Over recent years, there has been a significant and noticeable rise in the use of chatbots across a wide variety of industries, including banking, healthcare, retail and telecoms, to name but a few. This is revolutionizing how customer service as we know it operates. Generally, customers are happy to have their queries resolved directly through interactions with chatbots. Forrester research highlights that 50% of consumers use chatbots when they have a simple query, and 44% seek them out when they have a question outside of standard business hours.

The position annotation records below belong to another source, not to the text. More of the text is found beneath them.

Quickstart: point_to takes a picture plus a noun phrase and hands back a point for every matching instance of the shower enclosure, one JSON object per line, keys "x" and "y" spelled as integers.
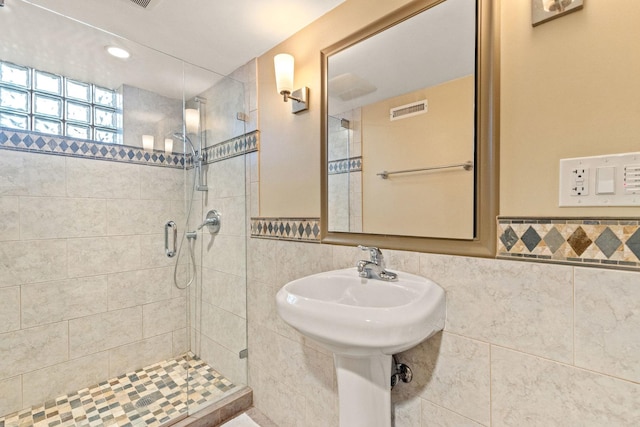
{"x": 97, "y": 324}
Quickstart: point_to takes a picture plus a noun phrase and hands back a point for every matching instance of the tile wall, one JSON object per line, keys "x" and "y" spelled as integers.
{"x": 86, "y": 291}
{"x": 525, "y": 343}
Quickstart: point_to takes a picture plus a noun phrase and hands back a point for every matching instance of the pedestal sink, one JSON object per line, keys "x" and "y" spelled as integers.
{"x": 363, "y": 322}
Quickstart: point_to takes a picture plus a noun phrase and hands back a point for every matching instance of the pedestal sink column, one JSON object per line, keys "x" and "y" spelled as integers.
{"x": 364, "y": 390}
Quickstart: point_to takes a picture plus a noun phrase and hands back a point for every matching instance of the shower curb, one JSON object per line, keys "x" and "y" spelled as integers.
{"x": 219, "y": 412}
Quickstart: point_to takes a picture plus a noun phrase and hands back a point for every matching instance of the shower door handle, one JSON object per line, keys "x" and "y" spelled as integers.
{"x": 167, "y": 227}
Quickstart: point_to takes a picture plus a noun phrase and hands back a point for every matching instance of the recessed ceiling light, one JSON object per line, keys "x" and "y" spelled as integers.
{"x": 118, "y": 52}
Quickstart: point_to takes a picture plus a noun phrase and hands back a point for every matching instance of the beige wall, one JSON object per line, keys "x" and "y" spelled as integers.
{"x": 569, "y": 88}
{"x": 434, "y": 204}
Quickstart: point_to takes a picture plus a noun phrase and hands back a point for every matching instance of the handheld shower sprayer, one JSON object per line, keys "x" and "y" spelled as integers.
{"x": 197, "y": 159}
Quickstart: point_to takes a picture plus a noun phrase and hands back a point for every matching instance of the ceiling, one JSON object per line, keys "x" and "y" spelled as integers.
{"x": 213, "y": 37}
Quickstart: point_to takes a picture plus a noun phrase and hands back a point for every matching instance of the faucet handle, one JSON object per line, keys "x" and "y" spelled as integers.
{"x": 375, "y": 253}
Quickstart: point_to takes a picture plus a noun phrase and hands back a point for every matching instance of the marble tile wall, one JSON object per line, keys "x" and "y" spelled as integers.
{"x": 86, "y": 291}
{"x": 525, "y": 343}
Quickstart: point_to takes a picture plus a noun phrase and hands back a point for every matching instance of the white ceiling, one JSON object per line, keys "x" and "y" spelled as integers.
{"x": 216, "y": 35}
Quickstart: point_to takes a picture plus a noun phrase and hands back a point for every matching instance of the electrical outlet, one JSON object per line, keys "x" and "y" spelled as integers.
{"x": 610, "y": 180}
{"x": 580, "y": 182}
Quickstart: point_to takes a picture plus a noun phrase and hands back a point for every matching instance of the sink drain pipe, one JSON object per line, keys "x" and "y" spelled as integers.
{"x": 399, "y": 372}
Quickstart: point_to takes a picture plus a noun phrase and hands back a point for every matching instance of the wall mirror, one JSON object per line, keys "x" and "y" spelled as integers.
{"x": 409, "y": 131}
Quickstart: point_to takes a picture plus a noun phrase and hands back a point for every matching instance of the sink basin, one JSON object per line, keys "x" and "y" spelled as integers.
{"x": 356, "y": 316}
{"x": 363, "y": 322}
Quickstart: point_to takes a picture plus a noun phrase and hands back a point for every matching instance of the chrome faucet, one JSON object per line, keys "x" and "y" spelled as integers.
{"x": 374, "y": 268}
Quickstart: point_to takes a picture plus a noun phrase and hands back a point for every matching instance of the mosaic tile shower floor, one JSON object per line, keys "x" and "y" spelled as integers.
{"x": 150, "y": 396}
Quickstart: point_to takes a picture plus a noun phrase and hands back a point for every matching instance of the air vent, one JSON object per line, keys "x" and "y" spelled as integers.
{"x": 408, "y": 110}
{"x": 142, "y": 3}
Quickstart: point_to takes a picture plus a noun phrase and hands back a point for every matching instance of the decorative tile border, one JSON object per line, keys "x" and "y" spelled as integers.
{"x": 582, "y": 241}
{"x": 352, "y": 164}
{"x": 298, "y": 229}
{"x": 35, "y": 142}
{"x": 64, "y": 146}
{"x": 232, "y": 147}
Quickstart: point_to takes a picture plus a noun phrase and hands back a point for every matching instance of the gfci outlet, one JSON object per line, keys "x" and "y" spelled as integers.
{"x": 579, "y": 182}
{"x": 612, "y": 180}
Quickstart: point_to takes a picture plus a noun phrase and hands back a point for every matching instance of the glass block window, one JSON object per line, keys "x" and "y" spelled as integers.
{"x": 37, "y": 100}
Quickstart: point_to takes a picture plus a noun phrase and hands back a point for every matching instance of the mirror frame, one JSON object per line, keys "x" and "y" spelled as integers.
{"x": 487, "y": 132}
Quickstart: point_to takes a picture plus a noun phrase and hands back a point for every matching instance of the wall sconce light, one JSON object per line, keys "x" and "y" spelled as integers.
{"x": 284, "y": 63}
{"x": 168, "y": 146}
{"x": 546, "y": 10}
{"x": 147, "y": 142}
{"x": 192, "y": 119}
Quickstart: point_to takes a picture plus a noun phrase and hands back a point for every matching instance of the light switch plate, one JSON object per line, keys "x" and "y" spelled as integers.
{"x": 611, "y": 180}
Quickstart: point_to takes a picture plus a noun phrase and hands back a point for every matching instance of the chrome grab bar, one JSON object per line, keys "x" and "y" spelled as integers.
{"x": 170, "y": 226}
{"x": 466, "y": 166}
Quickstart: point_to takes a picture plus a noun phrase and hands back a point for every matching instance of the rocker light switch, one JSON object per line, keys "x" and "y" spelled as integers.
{"x": 605, "y": 180}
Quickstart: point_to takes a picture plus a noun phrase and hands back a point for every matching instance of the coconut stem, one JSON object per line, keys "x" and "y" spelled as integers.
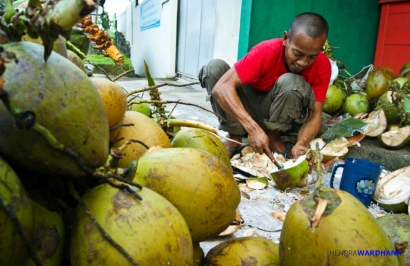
{"x": 320, "y": 209}
{"x": 158, "y": 86}
{"x": 190, "y": 123}
{"x": 105, "y": 235}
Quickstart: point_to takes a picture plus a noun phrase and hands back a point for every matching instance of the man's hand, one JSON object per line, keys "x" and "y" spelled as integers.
{"x": 259, "y": 142}
{"x": 298, "y": 150}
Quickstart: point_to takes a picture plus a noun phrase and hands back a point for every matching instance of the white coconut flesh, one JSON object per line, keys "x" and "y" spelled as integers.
{"x": 290, "y": 163}
{"x": 377, "y": 122}
{"x": 394, "y": 188}
{"x": 396, "y": 136}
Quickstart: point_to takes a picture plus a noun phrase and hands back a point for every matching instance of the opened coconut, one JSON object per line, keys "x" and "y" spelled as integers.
{"x": 200, "y": 185}
{"x": 332, "y": 150}
{"x": 330, "y": 227}
{"x": 64, "y": 101}
{"x": 292, "y": 174}
{"x": 150, "y": 231}
{"x": 395, "y": 138}
{"x": 377, "y": 123}
{"x": 393, "y": 190}
{"x": 397, "y": 227}
{"x": 145, "y": 133}
{"x": 203, "y": 140}
{"x": 244, "y": 251}
{"x": 378, "y": 81}
{"x": 13, "y": 252}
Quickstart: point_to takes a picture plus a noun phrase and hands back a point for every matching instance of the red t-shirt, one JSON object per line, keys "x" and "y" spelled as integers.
{"x": 264, "y": 64}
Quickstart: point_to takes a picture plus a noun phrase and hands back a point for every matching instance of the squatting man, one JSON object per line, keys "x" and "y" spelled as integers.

According to Call Centre Helper, enhanced customer satisfaction is the main factor driving organizations to integrate artificial intelligence (AI) into their customer service models. These brands also benefit from streamlining their operations and providing faster and improved customer experience (CX). Gartner predicts that by 2026, AI agents/chatbots could save contact centres up to $80 billion in labour costs.
Chatbots offer several other benefits, including 24/7 availability, instant responses, and the ability to simultaneously handle multiple inquiries. They can also provide more personalized recommendations, automate routine tasks, and significantly reduce waiting times for consumers.
Critically, chatbots will continue to have a number of limitations and to prevent negative impacts on CX and brand reputation; these must be clearly understood and minimized where possible. For example, while chatbots excel at handling simple and repetitive queries, issues that are more nuanced are likely to require a level of human intervention. This is because if left unmanned, chatbots may misinterpret some queries or fail to understand the relevant context, leading to frustrating interactions for users or even inaccurate responses.
As business leaders understand and become more familiar with AI, they are now using this technology to achieve an array of benefits across their organizations, from product innovation to enhancing data-driven business decisions. A 2022 PwC report revealed that more than 70% of companies were already using or planning to deploy AI within their business operations.
Rule-based chatbots, which are pre-programmed with scripted answers to FAQs and other common queries, are increasingly being replaced by AI-powered chatbots that leverage natural language processing (NLP) and machine learning (ML) techniques to simulate human-like conversations and interactions. The architecture that underpins these bots generally consists of two main components: natural language understanding (NLU) and natural language generation (NLG).
To enhance their performance, AI-based chatbots are typically trained on very large datasets of real conversations and are continuously calibrated using techniques such as reinforcement learning. They learn from every user they interact with, and real-time data continuously enhances their understanding and improves their correct response capabilities.
Some chatbots also employ additional AI-based technologies, such as sentiment analysis to ascertain user emotions or speech recognition to handle voice input. With continuous advancements in ML, NLP, NLU and NLG, chatbots are quickly improving their capabilities and becoming an even more integral part of the modern business landscape.
The need for testing
One of the most prominent issues with the use of AI-based chatbots is the inability to control the information it provides users with. AI-powered tools can provide answers to almost any question you may have. But therein lies the main problem — a chatbot is designed to produce content and replicate conversation as if users were conversing with a human. However, this does not mean it is necessarily telling the truth. And that opens up worrying new possibilities for misinformation. In addition, there are significant concerns about data security, phishing, data theft and data manipulation.
The threats may be numerous and varied, but the solutions for identifying and rectifying them are more straightforward. Many are already familiar with the leadership and management within contact centres, including basic protocols like multi-factor authentication, end-to-end chatbot encryption, and login protocols for chatbots and other AI interfaces. But in the age of AI, true contact centre security must go even further.
The scope of performance and security testing needed for chatbots is far more extensive than what any organization can achieve through occasional manual testing. Automated security testing provides guardrails and exposes potential weak spots so they can be addressed before they result in a security breach.
For performance testing, contact centres utilizing increasingly advanced chatbot solutions must commit to regular and automated testing to pinpoint problems as soon as they arise and before they can negatively impact CX and its reputation.
Tools such as Cyara Botium are designed to help contact centres keep their chatbots running efficiently and correctly. As a comprehensive chatbot testing solution, Botium can perform automated tests for NLP scores, conversation flows, security issues, and overall performance. It’s not the only component in a comprehensive plan for responsible chatbot use, but it’s a crucial one that should not be ignored.
AI can help companies operate more efficiently and address a higher volume of customer issues with less human involvement, leading to significant returns on investment. AI and chatbots haven’t replaced human agents — and likely won’t anytime soon; but they are supporting these agents by crafting a more complete and personalized customer experience, as well as allowing agents to prioritize more complex conversations and tasks.
Crucially, to enable a smooth experience, contact centres must ensure that their chatbots are performing as they should. That’s why a comprehensive testing solution is essential. Contact centres need to have complete confidence that the chatbots they deploy are running correctly and ultimately avoid causing problems through inaccurate or poor customer interactions.